My answer, therefore, deals with what those first 3 chapters prove, for Paul there quotes Psalm 14:1-3 & 53 to bring home the full impact of what he started to say at the beginning of his letter. He starts by declaring that every person who denies the reality and claims of God is without excuse on two counts:
(1) The power of God unto salvation has been revealed through the gospel of Christ, to all who believe it; God’s righteousness has been shown in and through Christ for, via the cross and the resurrection, God dealt righteously with sin by pouring his wrath against sin upon his sinless Son, which enabled justice to be dispensed whilst simultaneously enabling his undeserved love and forgiveness to be received by sinners who put faith in that provision.
(2) That which may be known of God’s qualities and creatorship is seen in his creation, thus those who deny that evidence are without excuse.
But those who do not like to retain God in their knowledge have been given over by him to do what their unrepentant, unbelieving hearts desire to do (vss.28-31). There’s little need to single out homosexuality, for those verses also list acts of unrighteousness like fornication, wickedness, covetousness, maliciousness, envy, murder, argumentativeness, deceit, and suchlike things. It is not that all unrighteous people are homosexuals. There are plenty people in the world who would never do that but they are full of covetousness and maliciousness, or they are utterly deceitful, or they are murderers. The point of chapter 1 is to start unpacking how “the gospel of Christ is the power of God unto salvation to every one that believeth; to the Jew first, and also to the Greek. For therein is the righteousness of God revealed from faith to faith: as it is written, The just shall live by faith.’ (A quote from Habakkuk 2:4.)
Chapter 2 starts with, “Therefore thou art inexcusable, O man, whosoever thou art that judgest…” So you have to have taken on board all of chapter 1 to follow the continuation of the argument in chapter 2. Those who seek God’s righteousness are contrasted with contentious people who do not obey God’s truth, but who obey unrighteousness. “For there is no respect of persons with God, for as many as have sinned without law shall also perish without law: and as many as have sinned in the law shall be judged by the law” (vss. 8-12).
Chapter 3 then asks what advantage there is in being a Jew, and the point is made that both Jew and Gentile alike are condemned in their sin, and God is not unrighteous to take vengeance and to judge the world.
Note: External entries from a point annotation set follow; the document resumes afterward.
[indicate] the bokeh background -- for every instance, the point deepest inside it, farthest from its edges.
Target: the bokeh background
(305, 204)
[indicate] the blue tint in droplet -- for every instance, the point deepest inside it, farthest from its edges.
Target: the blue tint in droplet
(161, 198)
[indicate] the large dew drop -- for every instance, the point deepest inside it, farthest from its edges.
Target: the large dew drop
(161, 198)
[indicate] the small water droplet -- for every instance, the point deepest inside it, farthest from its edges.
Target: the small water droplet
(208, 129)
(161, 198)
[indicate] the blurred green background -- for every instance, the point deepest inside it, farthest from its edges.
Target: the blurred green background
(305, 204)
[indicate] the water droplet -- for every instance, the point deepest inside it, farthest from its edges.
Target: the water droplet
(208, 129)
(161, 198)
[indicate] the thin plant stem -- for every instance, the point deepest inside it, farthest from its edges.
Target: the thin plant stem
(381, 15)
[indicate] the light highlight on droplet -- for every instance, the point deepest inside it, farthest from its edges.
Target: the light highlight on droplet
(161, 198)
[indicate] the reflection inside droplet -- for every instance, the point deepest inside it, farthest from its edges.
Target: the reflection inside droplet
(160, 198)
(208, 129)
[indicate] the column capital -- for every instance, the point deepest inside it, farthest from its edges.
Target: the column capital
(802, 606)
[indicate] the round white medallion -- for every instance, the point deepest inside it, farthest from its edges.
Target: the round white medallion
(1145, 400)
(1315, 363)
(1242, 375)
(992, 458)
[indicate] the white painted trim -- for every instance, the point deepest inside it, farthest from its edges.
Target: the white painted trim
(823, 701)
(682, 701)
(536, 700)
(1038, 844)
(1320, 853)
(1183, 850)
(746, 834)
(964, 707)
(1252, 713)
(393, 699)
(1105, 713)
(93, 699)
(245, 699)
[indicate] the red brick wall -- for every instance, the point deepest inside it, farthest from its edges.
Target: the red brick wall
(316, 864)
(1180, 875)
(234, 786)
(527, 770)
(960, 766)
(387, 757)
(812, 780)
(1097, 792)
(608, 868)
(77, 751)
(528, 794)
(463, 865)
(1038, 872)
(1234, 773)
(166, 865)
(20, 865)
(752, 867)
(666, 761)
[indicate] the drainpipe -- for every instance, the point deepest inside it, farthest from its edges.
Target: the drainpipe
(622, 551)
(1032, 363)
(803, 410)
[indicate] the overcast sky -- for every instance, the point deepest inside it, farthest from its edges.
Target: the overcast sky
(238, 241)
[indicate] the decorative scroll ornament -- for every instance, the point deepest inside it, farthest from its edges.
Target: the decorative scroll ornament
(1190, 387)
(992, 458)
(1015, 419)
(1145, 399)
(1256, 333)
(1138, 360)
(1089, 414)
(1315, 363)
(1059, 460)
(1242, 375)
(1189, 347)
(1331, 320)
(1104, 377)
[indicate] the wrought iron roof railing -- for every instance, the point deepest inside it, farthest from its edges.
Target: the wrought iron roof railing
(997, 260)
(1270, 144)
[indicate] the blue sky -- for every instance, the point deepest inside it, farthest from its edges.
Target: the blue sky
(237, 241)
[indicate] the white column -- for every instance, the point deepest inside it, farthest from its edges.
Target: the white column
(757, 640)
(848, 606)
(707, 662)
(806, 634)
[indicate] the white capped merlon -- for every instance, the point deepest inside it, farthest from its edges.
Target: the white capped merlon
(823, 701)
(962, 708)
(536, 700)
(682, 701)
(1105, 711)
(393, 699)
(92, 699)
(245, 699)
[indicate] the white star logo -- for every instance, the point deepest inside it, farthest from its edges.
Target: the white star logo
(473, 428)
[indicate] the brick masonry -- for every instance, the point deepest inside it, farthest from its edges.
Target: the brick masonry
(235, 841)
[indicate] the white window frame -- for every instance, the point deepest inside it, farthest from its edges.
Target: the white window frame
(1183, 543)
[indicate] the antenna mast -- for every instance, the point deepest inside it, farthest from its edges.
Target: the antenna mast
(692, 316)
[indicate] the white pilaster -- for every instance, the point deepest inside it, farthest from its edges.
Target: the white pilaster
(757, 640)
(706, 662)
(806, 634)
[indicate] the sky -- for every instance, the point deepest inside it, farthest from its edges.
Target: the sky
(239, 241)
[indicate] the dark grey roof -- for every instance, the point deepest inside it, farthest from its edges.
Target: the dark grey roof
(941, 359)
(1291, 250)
This is where the Psalms are quoted, bringing us back to the point of chapter 1:
“As it is written, There is none righteous, no, not one: There is none
that understandeth, there is none that seeketh after God. They are all
gone out of the way, they are together become unprofitable; there is
none that doeth good, no, not one. Their throat is an open sepulchre;
with their tongues they have used deceit; the poison of asps is under
their lips: whose mouth is full of cursing and bitterness: their feet
are swift to shed blood; destruction and misery are in their ways, and
the way of peace they have not known; there is no fear of God before
their eyes” (Psalm 14:1-3 & 53).
And, by vs. 20 he can say,
“Therefore by the deeds of the law there shall no flesh be justified
in his sight: for by the law is the knowledge of sin. But now the
righteousness of God by faith of Jesus Christ unto all and upon all
them that believe – for there is no difference, for all have sinned
and come short of the glory of God; being justified freely by his
grace through the redemption that is in Christ Jesus …Therefore we
conclude that a man is justified by faith without the deeds of the
By now, the answer to your question should have become clear. There is no-one righteous, no, not even one. Logically, this means that all are unrighteous, from God's sinless perspective. But those who accept the righteousness of God in what he did to deal with all our sin at the cross, will be justified by God, due to faith of Jesus Christ to all who believe.